A Year in Books/Day 100: Living Authors

  • Title: Living Authors
  • Editor: Dilly Tante
  • Year Published: Original Edition-1931/This Edition-2001 (The H.W. Wilson Company/Bookspan)
  • Year Purchased: 2004
  • Source: Unknown
  • About: Since I spend so much time writing about dead writers, this is one of the most-used volumes in my personal reference library. Although I don’t remember where I bought it, I know that it only cost about $5; practically speaking, it is the best investment I have ever made in a book! ‘Living Authors’ features biographies of pretty much every still-breathing writer (400 of them!) of any importance at the time of initial publication (1931), which means that it covers the years that I most frequently focus on in my own writing. Each entry also has a detailed bibliography.
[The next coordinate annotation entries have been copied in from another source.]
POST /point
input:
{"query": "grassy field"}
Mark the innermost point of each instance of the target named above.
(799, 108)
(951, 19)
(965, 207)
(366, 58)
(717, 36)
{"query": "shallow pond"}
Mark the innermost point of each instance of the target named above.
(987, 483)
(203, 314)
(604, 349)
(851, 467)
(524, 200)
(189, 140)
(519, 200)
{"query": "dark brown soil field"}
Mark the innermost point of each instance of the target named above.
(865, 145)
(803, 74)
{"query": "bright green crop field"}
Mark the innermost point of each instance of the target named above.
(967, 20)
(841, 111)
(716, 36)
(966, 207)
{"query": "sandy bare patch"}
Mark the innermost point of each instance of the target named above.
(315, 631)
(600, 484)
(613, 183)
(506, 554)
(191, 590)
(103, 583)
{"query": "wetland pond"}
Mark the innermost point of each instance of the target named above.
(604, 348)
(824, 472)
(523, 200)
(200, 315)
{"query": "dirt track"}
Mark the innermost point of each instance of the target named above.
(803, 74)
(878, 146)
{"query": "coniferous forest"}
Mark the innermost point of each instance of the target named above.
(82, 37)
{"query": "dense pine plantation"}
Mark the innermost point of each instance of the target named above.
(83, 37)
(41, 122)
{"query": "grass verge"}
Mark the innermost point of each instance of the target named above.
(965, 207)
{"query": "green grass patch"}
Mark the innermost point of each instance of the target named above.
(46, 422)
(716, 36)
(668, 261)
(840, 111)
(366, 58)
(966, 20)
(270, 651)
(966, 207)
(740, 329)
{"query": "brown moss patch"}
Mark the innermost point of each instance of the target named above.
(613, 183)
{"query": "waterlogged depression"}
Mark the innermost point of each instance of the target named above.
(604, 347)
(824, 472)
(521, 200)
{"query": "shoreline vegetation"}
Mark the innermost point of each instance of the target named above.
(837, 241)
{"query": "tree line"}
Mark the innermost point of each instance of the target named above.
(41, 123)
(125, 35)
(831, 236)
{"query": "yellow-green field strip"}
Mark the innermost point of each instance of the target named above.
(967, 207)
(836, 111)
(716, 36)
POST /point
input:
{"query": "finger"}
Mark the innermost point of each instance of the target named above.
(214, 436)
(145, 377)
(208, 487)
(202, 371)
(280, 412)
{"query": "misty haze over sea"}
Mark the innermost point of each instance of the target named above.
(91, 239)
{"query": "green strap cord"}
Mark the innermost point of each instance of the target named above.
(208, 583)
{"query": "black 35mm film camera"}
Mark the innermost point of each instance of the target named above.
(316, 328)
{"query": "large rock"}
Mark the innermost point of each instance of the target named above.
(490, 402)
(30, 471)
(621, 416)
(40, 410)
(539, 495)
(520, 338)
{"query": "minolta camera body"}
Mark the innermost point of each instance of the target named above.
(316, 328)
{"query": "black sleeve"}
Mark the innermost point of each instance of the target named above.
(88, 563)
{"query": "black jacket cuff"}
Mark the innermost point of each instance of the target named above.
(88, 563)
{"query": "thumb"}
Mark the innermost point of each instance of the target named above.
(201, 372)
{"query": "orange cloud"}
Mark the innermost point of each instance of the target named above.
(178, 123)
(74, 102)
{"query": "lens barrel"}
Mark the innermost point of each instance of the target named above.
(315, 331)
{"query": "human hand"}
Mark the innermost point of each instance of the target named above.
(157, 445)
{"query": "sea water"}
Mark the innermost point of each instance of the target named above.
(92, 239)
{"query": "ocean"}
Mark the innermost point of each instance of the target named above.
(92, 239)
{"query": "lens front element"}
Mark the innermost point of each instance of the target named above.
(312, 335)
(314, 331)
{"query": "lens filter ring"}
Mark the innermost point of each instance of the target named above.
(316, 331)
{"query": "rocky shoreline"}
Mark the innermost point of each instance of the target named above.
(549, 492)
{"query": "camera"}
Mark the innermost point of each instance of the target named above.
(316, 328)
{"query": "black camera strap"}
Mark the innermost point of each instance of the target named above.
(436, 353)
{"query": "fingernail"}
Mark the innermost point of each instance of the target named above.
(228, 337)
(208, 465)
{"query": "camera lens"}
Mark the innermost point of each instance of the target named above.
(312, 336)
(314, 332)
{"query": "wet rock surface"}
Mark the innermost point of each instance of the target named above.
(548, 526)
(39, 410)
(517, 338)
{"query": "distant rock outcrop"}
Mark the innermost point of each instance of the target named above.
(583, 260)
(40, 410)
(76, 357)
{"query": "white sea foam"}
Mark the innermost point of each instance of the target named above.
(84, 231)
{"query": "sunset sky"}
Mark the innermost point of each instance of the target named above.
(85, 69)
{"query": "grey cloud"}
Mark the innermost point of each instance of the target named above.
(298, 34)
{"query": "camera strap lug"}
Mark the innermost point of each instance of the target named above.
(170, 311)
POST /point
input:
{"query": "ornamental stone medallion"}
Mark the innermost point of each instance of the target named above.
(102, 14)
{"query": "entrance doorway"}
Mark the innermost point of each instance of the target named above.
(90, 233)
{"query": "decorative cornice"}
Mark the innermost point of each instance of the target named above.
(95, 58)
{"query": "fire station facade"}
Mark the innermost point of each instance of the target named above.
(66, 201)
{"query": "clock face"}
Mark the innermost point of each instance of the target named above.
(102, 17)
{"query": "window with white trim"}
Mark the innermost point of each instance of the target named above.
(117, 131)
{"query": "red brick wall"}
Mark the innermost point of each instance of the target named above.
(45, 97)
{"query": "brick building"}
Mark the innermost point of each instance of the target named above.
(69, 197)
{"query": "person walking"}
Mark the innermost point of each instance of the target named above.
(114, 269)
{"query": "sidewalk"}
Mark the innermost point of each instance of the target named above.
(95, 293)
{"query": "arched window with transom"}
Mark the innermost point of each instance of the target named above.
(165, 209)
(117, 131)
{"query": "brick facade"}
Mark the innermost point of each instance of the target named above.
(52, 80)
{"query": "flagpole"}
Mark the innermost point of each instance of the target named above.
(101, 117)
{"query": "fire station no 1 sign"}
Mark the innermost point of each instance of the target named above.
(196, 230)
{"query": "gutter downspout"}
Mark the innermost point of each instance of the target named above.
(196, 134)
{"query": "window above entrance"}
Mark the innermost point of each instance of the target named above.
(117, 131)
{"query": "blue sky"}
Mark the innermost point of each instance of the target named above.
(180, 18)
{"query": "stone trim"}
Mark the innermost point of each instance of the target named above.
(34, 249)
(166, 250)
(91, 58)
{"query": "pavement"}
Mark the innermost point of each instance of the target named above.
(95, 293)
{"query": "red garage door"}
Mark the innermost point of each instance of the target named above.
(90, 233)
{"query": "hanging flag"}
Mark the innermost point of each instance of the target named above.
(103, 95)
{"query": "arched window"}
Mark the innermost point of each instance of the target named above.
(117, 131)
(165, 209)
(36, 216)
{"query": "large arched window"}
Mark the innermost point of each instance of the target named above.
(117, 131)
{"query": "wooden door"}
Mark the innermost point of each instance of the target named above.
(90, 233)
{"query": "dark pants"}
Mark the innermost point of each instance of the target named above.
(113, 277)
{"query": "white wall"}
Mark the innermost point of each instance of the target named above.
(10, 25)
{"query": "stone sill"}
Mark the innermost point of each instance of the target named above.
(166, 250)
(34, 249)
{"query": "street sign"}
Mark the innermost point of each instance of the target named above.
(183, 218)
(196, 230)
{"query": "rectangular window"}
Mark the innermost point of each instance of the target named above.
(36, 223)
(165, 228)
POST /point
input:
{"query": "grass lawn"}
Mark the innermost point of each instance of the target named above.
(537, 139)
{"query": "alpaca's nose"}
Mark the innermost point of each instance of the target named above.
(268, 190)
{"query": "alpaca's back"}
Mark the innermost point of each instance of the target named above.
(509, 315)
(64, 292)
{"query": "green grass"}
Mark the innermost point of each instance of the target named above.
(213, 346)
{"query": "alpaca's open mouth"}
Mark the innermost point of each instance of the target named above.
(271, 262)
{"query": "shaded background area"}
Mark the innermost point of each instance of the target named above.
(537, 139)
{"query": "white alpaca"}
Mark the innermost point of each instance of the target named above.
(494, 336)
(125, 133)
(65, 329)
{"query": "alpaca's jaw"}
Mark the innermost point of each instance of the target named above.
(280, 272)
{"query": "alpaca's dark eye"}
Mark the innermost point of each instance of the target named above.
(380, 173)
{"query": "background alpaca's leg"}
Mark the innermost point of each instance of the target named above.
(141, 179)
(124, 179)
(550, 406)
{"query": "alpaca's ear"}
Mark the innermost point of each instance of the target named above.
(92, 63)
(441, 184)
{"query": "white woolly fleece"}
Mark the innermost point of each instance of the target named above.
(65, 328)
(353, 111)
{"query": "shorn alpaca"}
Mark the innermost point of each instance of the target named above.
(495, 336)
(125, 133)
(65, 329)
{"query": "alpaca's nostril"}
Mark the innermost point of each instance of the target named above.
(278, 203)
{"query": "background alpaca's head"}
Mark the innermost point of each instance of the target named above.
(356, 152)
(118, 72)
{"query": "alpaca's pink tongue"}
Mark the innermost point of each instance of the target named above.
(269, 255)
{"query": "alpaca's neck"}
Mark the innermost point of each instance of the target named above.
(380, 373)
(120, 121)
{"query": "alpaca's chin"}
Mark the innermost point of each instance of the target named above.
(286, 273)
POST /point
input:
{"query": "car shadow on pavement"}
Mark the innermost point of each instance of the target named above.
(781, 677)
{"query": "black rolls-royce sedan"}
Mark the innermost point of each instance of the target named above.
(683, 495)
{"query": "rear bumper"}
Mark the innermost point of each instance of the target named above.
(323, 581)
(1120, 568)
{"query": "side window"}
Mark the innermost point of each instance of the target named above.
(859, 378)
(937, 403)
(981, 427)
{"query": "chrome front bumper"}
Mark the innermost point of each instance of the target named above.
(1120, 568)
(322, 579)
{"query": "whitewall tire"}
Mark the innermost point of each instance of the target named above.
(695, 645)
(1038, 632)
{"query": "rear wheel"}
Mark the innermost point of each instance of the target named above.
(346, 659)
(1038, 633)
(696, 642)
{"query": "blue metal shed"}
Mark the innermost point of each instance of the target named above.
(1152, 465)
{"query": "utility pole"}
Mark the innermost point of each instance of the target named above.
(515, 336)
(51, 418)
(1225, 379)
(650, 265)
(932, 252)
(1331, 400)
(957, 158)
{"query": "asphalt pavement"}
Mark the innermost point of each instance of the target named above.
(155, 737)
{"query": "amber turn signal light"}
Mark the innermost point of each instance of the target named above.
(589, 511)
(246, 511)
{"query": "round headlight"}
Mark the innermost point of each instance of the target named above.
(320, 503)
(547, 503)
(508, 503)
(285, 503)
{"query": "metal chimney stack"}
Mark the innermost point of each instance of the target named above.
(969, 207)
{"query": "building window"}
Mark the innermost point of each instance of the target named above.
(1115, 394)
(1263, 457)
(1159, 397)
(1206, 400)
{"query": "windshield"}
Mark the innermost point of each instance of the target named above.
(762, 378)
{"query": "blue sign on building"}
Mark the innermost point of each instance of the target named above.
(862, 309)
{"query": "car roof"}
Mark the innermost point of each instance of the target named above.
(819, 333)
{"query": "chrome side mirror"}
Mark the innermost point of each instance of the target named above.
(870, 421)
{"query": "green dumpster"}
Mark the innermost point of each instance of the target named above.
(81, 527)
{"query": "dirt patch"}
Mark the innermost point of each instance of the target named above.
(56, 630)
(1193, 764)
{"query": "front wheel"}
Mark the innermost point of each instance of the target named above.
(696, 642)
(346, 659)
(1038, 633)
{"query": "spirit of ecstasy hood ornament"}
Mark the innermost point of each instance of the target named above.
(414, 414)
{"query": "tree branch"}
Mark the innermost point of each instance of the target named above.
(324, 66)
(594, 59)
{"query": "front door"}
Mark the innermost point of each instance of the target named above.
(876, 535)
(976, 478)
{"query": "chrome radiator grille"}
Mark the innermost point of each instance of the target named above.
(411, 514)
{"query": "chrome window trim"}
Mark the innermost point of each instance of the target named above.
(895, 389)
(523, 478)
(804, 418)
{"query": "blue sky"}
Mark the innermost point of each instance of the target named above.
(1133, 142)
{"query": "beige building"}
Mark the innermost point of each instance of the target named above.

For those of you wondering why I don’t just head over to Wikipedia/other informative web-site, I’ll stop you right there. It’s not the same! Dilly Tante filled his book with strange data and odd minutia, often provided by the authors themselves. It’s simply more interesting and fulfilling.
  • Motivation: I’m always excited to find reference materials contemporaneous to the subjects I write about.
  • Times Read: Cover-to-cover-1/As reference-countless
  • Random Excerpt/Page vi: “In themselves these facts are trivial and meaningless. If they concerned the man in the brown hat next door or the discreet lady across the way, they might be dismissed as idle gossip, both inexcusable and dull. But in the world of art, where talent is primarily a consolidation of personality, we have a right to be curious. Our desire to know the artist is matched by his desire to reveal himself, for the art of the modern world is fundamentally autobiographical, and Goethe, described by Spengler as “the man who forgot nothing, the man whose works, as he avowed himself, are only fragments of a single great confession,” may well stand as the type of the Western artist.”
  • Happiness Scale: Off the charts!
My copy of 'Living Authors' Edited by Dilly Tante

My copy of 'Living Authors' Edited by Dilly Tante: I'll award 2 bragging points for every writer you can name!